I'm stuck at a problem in Coq, would be great if anyone had any tips on how to break the problem down into smaller steps. The lemma is this:

Lemma gcd_prime : forall (a b : Z), a > 1 -> b > 1 -> 
  Z.gcd a b = 1 -> Zmod a b <> 0

That is, if a and b are coprime and higher than 1, a mod b is not 0.

This is where I'm stuck:

 p : positive
 p0 : positive
 H : Z.pos p > 1
 H0 : Z.pos p0 > 1
 H1 : Z.gcd (Z.pos p) (Z.pos p0) = 1
  ============================
  Z.pos p mod Z.pos p0 <> 0

After doing the intros and induction and removed the obvious cases.

Maybe I must rephrase the mod part into remainder instead? Or should I replace H1 with something weaker, like p <> p0?
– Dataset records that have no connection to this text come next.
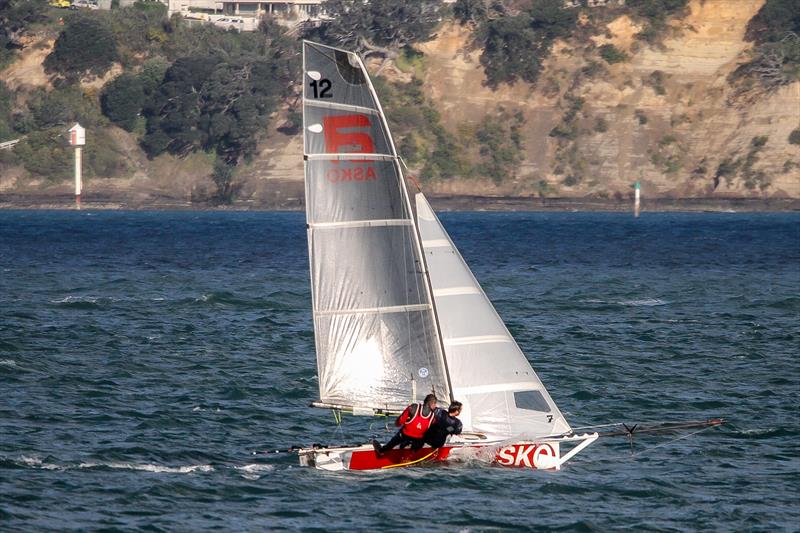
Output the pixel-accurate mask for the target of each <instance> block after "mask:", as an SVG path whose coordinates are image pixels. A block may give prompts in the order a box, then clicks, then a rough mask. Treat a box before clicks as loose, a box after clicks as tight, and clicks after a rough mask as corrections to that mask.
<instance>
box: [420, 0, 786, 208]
mask: <svg viewBox="0 0 800 533" xmlns="http://www.w3.org/2000/svg"><path fill="white" fill-rule="evenodd" d="M762 4H763V0H705V1H702V0H695V1H693V2H691V5H690V9H691V13H690V14H689V16H688V17H686V18H685V19H683V20H681V21H676V22H674V24H673V26H674V31H673V33H674V35H673V36H672V37H670V38H668V39H667V40H666V41H665V42H664V45H663V47H660V48H650V47H647V46H643V45H642V44H641V43H640V42H636V41H635V40H634V39H633V35H634V34H635V33H636V32H637V31H638V30H639V28H638V27H637V26H636V25H635V24H634V23H633V22H632V21H631V20H629V19H628V18H627V17H621V18H618V19H616V20H614V21H612V22H611V23H609V24H608V26H607V29H608V33H607V34H606V35H604V36H598V37H595V38H594V39H593V40H594V41H595V43H596V44H597V45H602V44H605V43H611V44H614V45H615V46H616V47H618V48H619V49H621V50H623V51H625V52H626V53H628V54H629V60H628V61H625V62H622V63H617V64H614V65H605V64H604V62H603V61H602V60H600V59H599V58H598V56H597V55H596V53H593V52H591V51H589V50H587V49H586V48H579V47H572V46H570V45H568V44H567V43H559V44H557V46H556V52H557V53H556V54H554V56H553V57H552V58H551V60H550V61H549V62H548V63H547V68H546V69H545V71H544V72H543V73H542V75H541V77H540V80H539V82H538V83H537V85H536V87H531V86H530V85H527V84H524V83H517V84H516V85H514V86H512V87H508V86H505V87H501V88H500V89H498V90H497V91H494V92H492V91H489V90H488V89H486V88H485V87H484V85H483V82H484V77H483V72H482V69H481V67H480V63H479V56H480V51H470V49H469V46H468V43H469V39H470V34H469V32H468V31H467V30H465V29H464V28H460V27H448V28H446V29H445V30H444V31H442V32H441V33H440V35H439V38H438V39H437V40H435V41H432V42H430V43H427V44H425V45H424V46H423V47H422V49H423V50H424V52H425V54H426V55H427V56H428V61H429V68H428V69H427V73H428V74H427V78H426V80H425V84H426V87H427V88H428V90H429V94H430V95H431V97H432V98H433V99H434V100H435V101H436V103H437V104H438V106H439V107H440V109H441V110H442V112H443V115H444V118H445V120H446V122H447V124H448V125H449V126H450V127H451V128H454V127H455V126H456V125H458V124H460V123H464V122H472V123H477V122H479V121H480V120H482V117H483V116H484V115H485V114H486V113H491V112H492V111H493V110H494V109H495V107H496V106H497V105H498V104H499V105H503V106H504V107H506V108H509V109H521V110H523V111H524V114H525V116H526V118H527V125H526V132H525V134H526V160H525V162H524V164H523V166H522V168H521V169H520V173H519V177H518V179H517V181H516V182H515V183H511V184H507V185H505V186H503V187H500V190H498V191H497V192H500V193H535V192H536V191H537V184H539V182H540V180H545V181H546V182H547V183H548V184H550V185H551V187H552V189H551V190H553V191H555V192H554V193H553V194H558V195H561V196H585V195H600V196H605V195H614V193H617V194H620V193H622V194H626V195H627V194H628V192H629V191H630V185H631V183H632V182H634V181H637V180H638V181H641V182H642V186H643V189H644V191H645V193H646V194H649V195H660V196H671V197H686V196H690V197H691V196H700V197H707V196H711V197H714V196H726V195H727V196H762V197H763V196H776V197H786V196H788V197H794V198H797V197H799V196H800V166H797V164H798V163H800V147H798V146H797V145H790V144H789V143H788V136H789V133H790V132H791V131H792V130H793V129H795V128H797V127H798V126H800V83H794V84H792V85H790V86H787V87H784V88H783V89H781V90H780V91H778V92H777V93H775V94H772V95H768V96H765V97H762V98H759V99H758V100H757V101H756V102H755V103H753V104H744V103H741V102H731V101H730V98H731V94H732V90H731V88H730V86H729V85H728V83H727V81H726V78H727V76H728V74H729V73H730V72H732V71H733V70H734V69H735V68H736V66H737V65H738V64H739V63H740V62H742V61H743V60H745V59H746V57H747V56H746V54H747V51H748V50H749V48H750V43H747V42H745V41H744V32H745V27H746V25H747V22H748V21H749V20H750V18H751V17H752V16H753V15H754V14H755V13H756V12H757V11H758V9H759V8H760V7H761V5H762ZM593 60H594V61H599V62H600V63H601V64H603V65H604V66H605V72H602V73H600V74H599V75H595V76H593V77H591V78H585V77H584V78H583V79H581V78H578V77H577V73H578V72H579V71H580V69H581V68H582V67H584V66H586V65H588V64H589V62H590V61H593ZM654 72H660V73H661V74H656V76H658V79H659V80H660V83H658V84H655V83H654V82H653V76H654V74H653V73H654ZM576 80H577V81H576ZM655 85H660V87H655ZM568 93H569V95H570V96H573V97H574V96H578V97H582V98H584V99H585V104H584V106H583V108H582V112H581V114H580V119H579V123H580V131H581V133H580V135H579V136H578V138H577V139H575V140H574V141H573V142H571V143H563V142H562V144H566V145H565V146H562V148H561V150H562V152H563V151H565V150H566V151H570V152H571V153H572V154H573V157H574V158H576V159H577V160H579V161H580V162H581V164H582V166H583V169H584V170H583V176H582V179H581V180H580V182H579V183H577V184H575V185H572V186H567V185H565V184H564V176H563V175H559V174H556V173H554V167H555V166H556V165H555V164H554V163H555V158H556V157H557V153H556V152H557V149H558V140H557V139H554V138H552V137H550V136H549V135H548V133H549V132H550V131H551V129H552V128H553V127H554V126H555V125H556V124H557V123H558V122H559V121H560V120H561V118H562V116H563V114H564V107H565V104H564V97H565V96H566V95H567V94H568ZM640 117H644V118H640ZM598 118H602V119H603V120H604V121H605V122H606V123H607V124H608V129H607V131H604V132H597V131H595V130H594V128H593V125H594V124H595V123H596V121H597V119H598ZM758 136H767V137H768V140H767V142H766V144H765V145H764V146H763V147H762V148H761V150H760V151H759V152H758V154H757V155H758V161H757V162H756V163H755V164H754V165H753V171H754V172H757V171H762V172H763V173H764V175H765V176H767V178H766V179H767V180H768V181H769V185H768V186H766V187H764V188H763V190H762V189H761V187H760V186H759V185H760V184H756V186H755V187H753V188H748V187H746V185H745V183H744V181H745V180H744V179H742V178H736V179H732V180H731V181H730V182H728V181H727V180H725V179H717V180H715V174H716V170H717V168H718V166H719V164H720V162H722V161H723V160H724V159H726V158H730V159H733V160H735V159H736V158H737V157H743V156H746V154H747V153H748V151H749V150H750V147H751V142H752V140H753V138H754V137H758ZM654 160H655V163H654ZM664 160H667V164H665V163H664V162H663V161H664ZM787 162H788V163H787ZM787 167H788V170H786V169H787ZM715 182H716V183H715ZM475 185H476V184H475V183H474V182H460V183H450V184H438V185H436V188H437V189H439V190H441V191H445V190H446V191H450V192H467V191H469V190H471V189H472V188H473V187H474V186H475ZM751 186H752V184H751ZM481 188H482V189H483V190H484V191H485V192H490V191H491V190H492V189H493V186H492V185H491V184H489V183H484V184H482V187H481Z"/></svg>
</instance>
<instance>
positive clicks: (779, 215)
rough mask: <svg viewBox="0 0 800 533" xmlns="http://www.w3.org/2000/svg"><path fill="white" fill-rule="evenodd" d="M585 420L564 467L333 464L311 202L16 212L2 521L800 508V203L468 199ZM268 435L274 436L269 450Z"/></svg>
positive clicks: (362, 435) (2, 217) (571, 413)
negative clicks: (484, 200) (601, 203)
mask: <svg viewBox="0 0 800 533" xmlns="http://www.w3.org/2000/svg"><path fill="white" fill-rule="evenodd" d="M442 220H443V222H444V224H445V226H446V227H447V229H448V231H449V232H450V233H451V236H452V238H453V240H454V241H455V243H456V244H457V246H459V248H460V250H461V252H462V254H463V255H464V257H465V259H466V260H467V261H468V262H469V263H470V265H471V266H472V268H473V270H474V272H475V274H476V276H477V278H478V279H479V280H480V281H481V283H482V284H483V286H484V288H485V289H486V292H487V293H488V294H489V296H490V297H491V298H492V299H493V301H494V302H495V304H496V306H497V309H498V311H499V313H500V315H501V316H502V317H503V318H504V319H505V320H506V322H507V324H508V326H509V329H510V330H511V332H512V333H513V334H514V335H515V336H516V338H517V340H518V342H519V343H520V345H521V347H522V349H523V350H524V351H525V353H526V354H527V355H528V357H529V358H530V360H531V362H532V364H533V366H534V368H535V369H536V371H537V372H538V374H539V376H540V378H541V379H542V381H543V382H544V383H545V385H546V386H547V387H548V390H549V391H550V394H551V395H552V396H553V398H554V399H555V401H556V402H557V403H558V405H559V406H560V407H561V410H562V411H563V412H564V413H565V415H566V417H567V419H568V420H569V422H570V423H571V424H572V426H573V427H579V426H590V425H598V424H606V423H610V422H619V421H624V422H627V423H628V424H635V423H639V424H650V423H658V422H663V421H681V420H698V419H706V418H710V417H724V418H726V419H728V420H729V423H728V424H727V425H724V426H722V427H718V428H711V429H707V430H704V431H700V432H695V430H692V431H685V432H683V433H680V434H676V435H657V436H647V435H642V436H639V437H635V438H634V440H633V442H632V443H631V442H629V441H628V440H627V439H626V438H624V437H617V438H610V437H609V438H607V439H601V440H600V441H598V442H597V443H596V444H594V445H592V446H590V447H589V448H587V449H586V450H585V451H584V452H582V453H581V454H579V455H578V456H576V457H575V459H574V460H572V461H571V462H569V463H568V464H567V465H566V466H565V468H564V469H563V470H561V471H560V472H540V471H529V470H513V469H503V468H498V467H491V466H481V465H479V464H473V465H467V466H460V467H455V466H444V467H442V466H439V467H426V468H417V469H394V470H391V471H383V472H367V473H347V472H346V473H326V472H321V471H317V470H314V469H308V468H302V467H300V466H298V463H297V458H296V456H293V455H291V454H288V453H269V454H268V453H265V452H266V451H275V450H286V449H288V448H289V447H290V446H292V445H307V444H310V443H313V442H320V443H329V444H332V443H342V442H364V441H365V440H366V439H368V438H370V437H371V436H372V435H373V434H378V435H379V436H381V438H385V436H386V435H387V434H386V433H385V429H384V422H383V421H382V420H377V419H376V420H372V419H368V418H356V419H353V418H348V419H346V420H345V422H344V424H343V425H342V426H341V427H337V426H336V425H335V423H334V420H333V417H332V416H331V414H330V413H328V412H327V411H323V410H317V409H311V408H308V407H307V406H308V404H309V402H311V401H313V400H315V399H317V381H316V375H315V358H314V339H313V333H312V331H311V320H310V292H309V276H308V267H307V248H306V236H305V220H304V215H303V214H302V213H285V212H283V213H263V212H118V211H102V212H101V211H80V212H76V211H60V212H59V211H0V530H2V531H22V532H31V531H54V530H57V531H78V530H80V531H85V530H101V529H102V530H147V531H204V530H212V529H213V530H216V529H219V530H224V531H349V530H356V531H375V530H377V531H428V530H429V531H457V532H477V531H529V530H556V531H607V530H615V529H625V530H630V531H639V530H648V531H687V530H712V531H776V530H777V531H797V530H798V528H799V527H800V526H798V524H800V446H799V445H798V442H799V441H800V364H799V359H798V354H799V353H800V214H798V213H790V214H785V213H784V214H776V213H772V214H736V213H724V214H722V213H717V214H713V213H693V214H685V213H644V214H643V216H642V217H641V218H639V219H638V220H635V219H633V217H632V216H631V215H629V214H608V213H444V214H443V215H442ZM254 452H255V454H254Z"/></svg>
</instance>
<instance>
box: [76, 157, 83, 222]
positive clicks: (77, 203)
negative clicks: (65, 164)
mask: <svg viewBox="0 0 800 533" xmlns="http://www.w3.org/2000/svg"><path fill="white" fill-rule="evenodd" d="M82 187H83V183H81V147H80V146H76V147H75V208H76V209H80V208H81V188H82Z"/></svg>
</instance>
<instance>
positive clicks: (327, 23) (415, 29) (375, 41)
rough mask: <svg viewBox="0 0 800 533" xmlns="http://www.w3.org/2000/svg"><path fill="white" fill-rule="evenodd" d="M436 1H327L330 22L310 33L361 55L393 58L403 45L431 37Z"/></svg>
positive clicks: (438, 18) (438, 14) (404, 45)
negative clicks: (410, 1)
mask: <svg viewBox="0 0 800 533" xmlns="http://www.w3.org/2000/svg"><path fill="white" fill-rule="evenodd" d="M440 5H441V2H439V1H438V0H416V1H414V2H397V1H396V0H372V1H370V2H363V1H362V0H328V1H327V2H326V3H325V9H326V10H327V12H328V14H329V15H330V16H331V17H332V19H331V20H330V21H328V22H325V23H323V24H322V26H321V27H320V28H318V29H316V30H313V35H312V36H313V37H317V38H319V39H321V40H322V41H324V42H327V43H329V44H332V45H335V46H342V47H345V48H350V49H353V50H356V51H357V52H359V53H362V54H364V55H373V54H377V55H381V56H383V57H391V58H394V57H397V54H398V52H399V50H400V49H401V48H403V47H404V46H408V45H411V44H413V43H417V42H424V41H427V40H430V39H431V38H433V30H434V29H435V27H436V25H437V24H438V22H439V19H440V15H439V9H440Z"/></svg>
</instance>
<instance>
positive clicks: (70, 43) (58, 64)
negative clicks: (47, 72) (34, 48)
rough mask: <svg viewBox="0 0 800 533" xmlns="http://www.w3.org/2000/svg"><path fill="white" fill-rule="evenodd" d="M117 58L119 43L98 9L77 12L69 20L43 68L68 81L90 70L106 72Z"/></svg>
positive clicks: (67, 21) (93, 72) (118, 58)
mask: <svg viewBox="0 0 800 533" xmlns="http://www.w3.org/2000/svg"><path fill="white" fill-rule="evenodd" d="M117 60H119V53H118V52H117V44H116V42H115V40H114V35H113V34H112V33H111V30H110V29H109V25H108V24H107V23H106V22H105V20H104V18H103V17H100V16H97V13H96V12H90V13H77V14H76V15H73V16H71V17H69V18H68V19H67V22H66V26H65V27H64V30H63V31H62V32H61V34H60V35H59V36H58V39H56V43H55V46H54V47H53V51H52V52H50V55H48V56H47V58H46V59H45V61H44V67H45V70H46V71H47V72H52V73H55V74H57V75H59V76H61V77H63V78H65V79H66V80H67V81H76V80H77V79H79V78H80V77H81V76H83V75H85V74H87V73H90V74H103V73H105V72H106V71H107V70H108V69H109V68H110V67H111V65H112V63H114V62H115V61H117Z"/></svg>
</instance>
Doing SearchAbout Zmod. returns a lot of lemmas, but I'm not sure on how to adapt them.

Regards

Olle

1
modulocoqgreatest-common-divisor
I find it usually helps, when stuck on a Coq proof, to write out how I would prove this in a traditional prose proof. Can you write that here ? That will help us see which next step you wish to take.jbapple
@jbapple I don't know. I think I need simpler relations between gcd and mod. Or unfold the definitions so it's more explicit.Olle Härstedt
In my experience, if I don't know how to do the paper proof, the resulting Coq proof has little value to me. I'd suggest you do the paper proof first. In my prose proof, I would use Bézout's identity: en.wikipedia.org/wiki/B%C3%A9zout%27s_identityjbapple

1 Answers

3
votes

SearchAbout and omega are your friends. Remember you can search things that mention several definitions at once, such as Z.gcd and 0. Here's a solution:

Require Import ZArith.

Open Scope Z_scope.

Lemma gcd_prime : forall (a b : Z), a > 1 -> b > 1 ->
  Z.gcd a b = 1 -> Zmod a b <> 0.
Proof.
  intros a b Ha Hb Hgcd Hmod.
  rewrite (Z_div_mod_eq a b), Hmod, Zplus_0_r in Hgcd; try omega.
  rewrite Z.gcd_comm, Z.gcd_mul_diag_l in Hgcd; omega.
Qed.